Im Übrigen wird die Revision zurückgewiesen.
Die Kosten der ersten Instanz einschließlich der außergerichtlichen Kosten der Beigeladenen trägt die Klägerin zur Hälfte. Der Beklagte und die Beigeladene tragen von den Gerichtskosten und den außergerichtlichen Kosten der Klägerin jeweils ein Viertel sowie ihre eigenen außergerichtlichen Kosten zur Hälfte.
Die Kosten des Revisionsverfahrens einschließlich der außergerichtlichen Kosten der Beigeladenen tragen die Klägerin und die Beigeladene je zur Hälfte.
Tatbestand
I.
Gegenstand der Verwaltungsstreitsache ist die Berechtigtenstellung sowie die Rückzahlungspflicht hinsichtlich der staatlichen Beteiligung und einer erhaltenen Entschädigung in Bezug auf die ehemalige G.… Konservenfabrik Ernst F.…/Edmund M.… KG.

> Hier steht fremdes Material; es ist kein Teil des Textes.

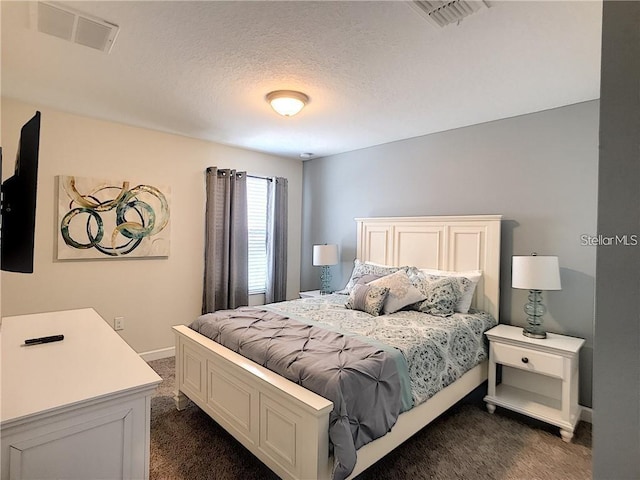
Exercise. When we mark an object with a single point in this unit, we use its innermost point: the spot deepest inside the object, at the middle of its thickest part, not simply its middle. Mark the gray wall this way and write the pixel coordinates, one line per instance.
(616, 397)
(539, 171)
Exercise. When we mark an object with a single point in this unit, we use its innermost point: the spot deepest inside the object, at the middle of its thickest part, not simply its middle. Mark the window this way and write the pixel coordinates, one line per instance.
(257, 223)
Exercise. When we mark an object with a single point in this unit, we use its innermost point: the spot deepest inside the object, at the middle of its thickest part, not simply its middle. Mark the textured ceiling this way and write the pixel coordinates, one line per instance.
(376, 72)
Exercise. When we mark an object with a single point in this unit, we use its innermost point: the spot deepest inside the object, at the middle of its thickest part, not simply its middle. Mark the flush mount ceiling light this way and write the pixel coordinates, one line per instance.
(287, 102)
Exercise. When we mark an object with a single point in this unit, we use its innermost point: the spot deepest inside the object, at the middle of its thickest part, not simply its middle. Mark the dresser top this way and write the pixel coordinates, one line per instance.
(513, 335)
(90, 363)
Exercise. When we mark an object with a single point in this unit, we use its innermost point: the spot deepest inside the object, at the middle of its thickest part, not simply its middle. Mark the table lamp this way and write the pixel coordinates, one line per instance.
(324, 256)
(535, 273)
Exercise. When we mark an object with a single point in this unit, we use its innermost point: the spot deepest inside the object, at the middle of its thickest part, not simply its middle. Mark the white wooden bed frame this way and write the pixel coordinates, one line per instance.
(285, 425)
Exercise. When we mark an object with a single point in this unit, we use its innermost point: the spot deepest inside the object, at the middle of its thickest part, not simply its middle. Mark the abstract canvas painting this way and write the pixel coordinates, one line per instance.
(112, 219)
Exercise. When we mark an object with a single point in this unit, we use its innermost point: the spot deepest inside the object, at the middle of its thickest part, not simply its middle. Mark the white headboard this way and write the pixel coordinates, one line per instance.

Die Firma G.… Konservenfabrik Ernst F.…/Edmund M.… KG entstand 1968 durch Zusammenschluss der Firma Ernst F.… KG, die eine Betriebsstätte in der W.…-Straße unterhielt und an der seit 1. Juli 1959 die Deutsche Investitionsbank Berlin mit einer Einlage von 65 000 DM als Kommanditistin beteiligt war und der Firma Edmund M.… KG, die eine Betriebsstätte in der H.…-Straße unterhielt und an der die Deutsche Investitionsbank Berlin seit 1. Juli 1958 ebenfalls als Kommanditistin beteiligt war. Im Jahr 1972 stellten sich die Gesellschaftsverhältnisse an der Ernst F.…/Edmund M.… KG wie folgt dar:
Karl-Heinz F.… |
147 200 M |
21,65 %, |
Hans W.… |
165 500 M und |
|
Ursula W.… |
64 400 M, |
33,83 % |
IHB G.… |
302 500 M |
44,52 %. |
1972 wurde die Firma in Volkseigentum übernommen und als VEB G.… Konservenfabrik weitergeführt. Wegen der Schädigung wurden nach Abzug der Steuern an
Karl-Heinz F.… |
134 000,00 M, |
Hans W… |
100 183,64 M und |
Ursula W… |
46 424,51 M |
gezahlt.
Mit Schreiben vom 15. März 1990 beantragte Karl-Heinz F.… gegenüber dem Wirtschaftsrat des Bezirkes G.…, seinen elterlichen Betrieb wieder zu erwerben. Mit Bescheid vom 8. Mai 1991 stellte das Thüringer Finanzministerium die Berechtigung des Antragstellers zur Rückübertragung der Eigentumsrechte am ehemaligen Unternehmen G.… Konservenfabrik Ernst F.…/Edmund M.… KG fest, lehnte den Antrag auf Rückübertragung des Eigentums ab, weil die Voraussetzungen für die Rückübertragung von Vermögenswerten gemäß § 4 Abs. 1 VermG nicht vorlägen, und stellte fest, dass Karl-Heinz F.… wegen des Eigentumsverlustes an der Firma ein Entschädigungsanspruch zustehe. Art und Höhe der Entschädigung werde durch gesonderten Bescheid festgesetzt. In der Begründung des Bescheides wird darauf hingewiesen, dass der Berechtigte nach § 6 Abs. 6a VermG auf Antrag die Rückgabe derjenigen Vermögensgegenstände verlangen könne, die sich im Zeitpunkt der Schädigung in seinem Eigentum befanden oder an deren Stelle getreten sind.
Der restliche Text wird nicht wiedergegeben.